Men who get melanoma are twice as
likely to die from the disease as women. However, the biological explanation for
this is poorly understood.
Research led by Dr. Alan Spatz, Director of Surgical and Molecular Pathology at the Jewish General Hospital and head of the "X chromosome and cancer" lab at the Lady Davis Institute in Montreal, reveals that the decreased expression of the X chromosome gene PPP2R3B and its protein PR70 are positively linked to tumor progression in this aggressive form of skin cancer.
The finding is published in Science Translational Medicine.
"I proposed in 2004 a theoretical model of X-linked tumor suppressor genes loss and oncogenes activation that since has been validated in many situations. The fact that two X's interact together in females has also implications for cancer. We believe that the genetic specificity of the X chromosome plays a significant function in the gender difference we observe in melanoma. And we see unique regulation of tumor suppressor genes and oncogenes in the X chromosome."

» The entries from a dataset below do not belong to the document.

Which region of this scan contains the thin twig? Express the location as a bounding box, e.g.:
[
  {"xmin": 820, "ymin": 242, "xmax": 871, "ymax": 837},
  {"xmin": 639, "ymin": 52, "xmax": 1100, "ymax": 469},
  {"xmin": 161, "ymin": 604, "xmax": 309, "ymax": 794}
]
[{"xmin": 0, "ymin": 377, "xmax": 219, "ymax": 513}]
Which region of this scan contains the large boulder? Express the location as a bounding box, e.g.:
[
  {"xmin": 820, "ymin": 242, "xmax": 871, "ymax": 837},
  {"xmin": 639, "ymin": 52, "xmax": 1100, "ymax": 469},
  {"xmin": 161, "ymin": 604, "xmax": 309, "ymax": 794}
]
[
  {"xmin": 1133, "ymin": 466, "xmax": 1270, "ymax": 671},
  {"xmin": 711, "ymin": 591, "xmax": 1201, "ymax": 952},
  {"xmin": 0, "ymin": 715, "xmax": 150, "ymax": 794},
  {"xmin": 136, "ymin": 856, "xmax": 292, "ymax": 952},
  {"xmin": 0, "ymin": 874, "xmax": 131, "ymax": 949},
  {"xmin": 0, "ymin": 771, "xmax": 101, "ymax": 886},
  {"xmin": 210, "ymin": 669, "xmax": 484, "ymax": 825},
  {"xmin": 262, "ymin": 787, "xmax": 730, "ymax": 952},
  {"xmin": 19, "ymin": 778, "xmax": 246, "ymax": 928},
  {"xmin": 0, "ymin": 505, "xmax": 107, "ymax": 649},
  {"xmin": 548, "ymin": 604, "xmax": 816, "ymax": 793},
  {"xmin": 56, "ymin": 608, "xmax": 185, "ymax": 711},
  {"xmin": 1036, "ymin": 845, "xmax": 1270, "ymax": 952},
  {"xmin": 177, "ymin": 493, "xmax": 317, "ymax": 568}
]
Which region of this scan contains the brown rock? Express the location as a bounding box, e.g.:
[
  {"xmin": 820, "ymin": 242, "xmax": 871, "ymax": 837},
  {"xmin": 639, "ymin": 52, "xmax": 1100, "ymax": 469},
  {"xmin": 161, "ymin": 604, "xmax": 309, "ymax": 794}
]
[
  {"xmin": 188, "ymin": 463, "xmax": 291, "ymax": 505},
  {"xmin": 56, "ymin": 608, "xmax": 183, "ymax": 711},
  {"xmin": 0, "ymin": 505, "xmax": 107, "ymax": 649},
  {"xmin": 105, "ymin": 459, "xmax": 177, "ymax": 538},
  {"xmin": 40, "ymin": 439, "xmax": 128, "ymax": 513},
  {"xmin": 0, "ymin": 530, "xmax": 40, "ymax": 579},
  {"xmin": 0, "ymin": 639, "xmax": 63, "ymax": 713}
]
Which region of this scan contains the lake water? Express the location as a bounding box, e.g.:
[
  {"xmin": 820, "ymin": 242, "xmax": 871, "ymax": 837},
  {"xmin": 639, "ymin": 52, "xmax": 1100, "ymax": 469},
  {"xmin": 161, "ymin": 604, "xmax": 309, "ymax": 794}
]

Dr. Spatz, Professor of Pathology and Oncology at McGill University, and Dr. Leon van Kempen, COO and Scientific Director Molecular Pathology Center, have extensively studied the gene PPP2R3B, which is located on the X chromosome in females, but on the Y in males.
The expression of this gene has been independently correlated with more favorable progression in melanoma and is important because its expression is higher in females. PPP2R3B codes for the PR70 protein, which decreases melanoma growth by negatively interfering with DNA cell replication and, therefore, acting as an X-linked tumor suppressor.
PR70 is at the forefront of controlling the cell replication cascade. From a clinical perspective, this research suggests there could be potential anti-cancer therapies in actioning the proteins linked to PR70. The proteomics capabilities that have been developed at the Segal Cancer Center and Lady Davis Institute at the Jewish General Hospital will eventually be instrumental in profiling and identifying the active proteins that could be most effectively targeted by novel therapies.
"I believe this discovery advances our understanding of the specific role of the X chromosome genetics in modulating the expression of genes that are critical in cancer progression," Dr. Spatz said. "Specifically, this is a new avenue for exploring X-linked tumor suppressor genes and oncogenes. I'm confident that we will eventually be able to exploit this discovery to pursue new therapeutic avenues against cancer."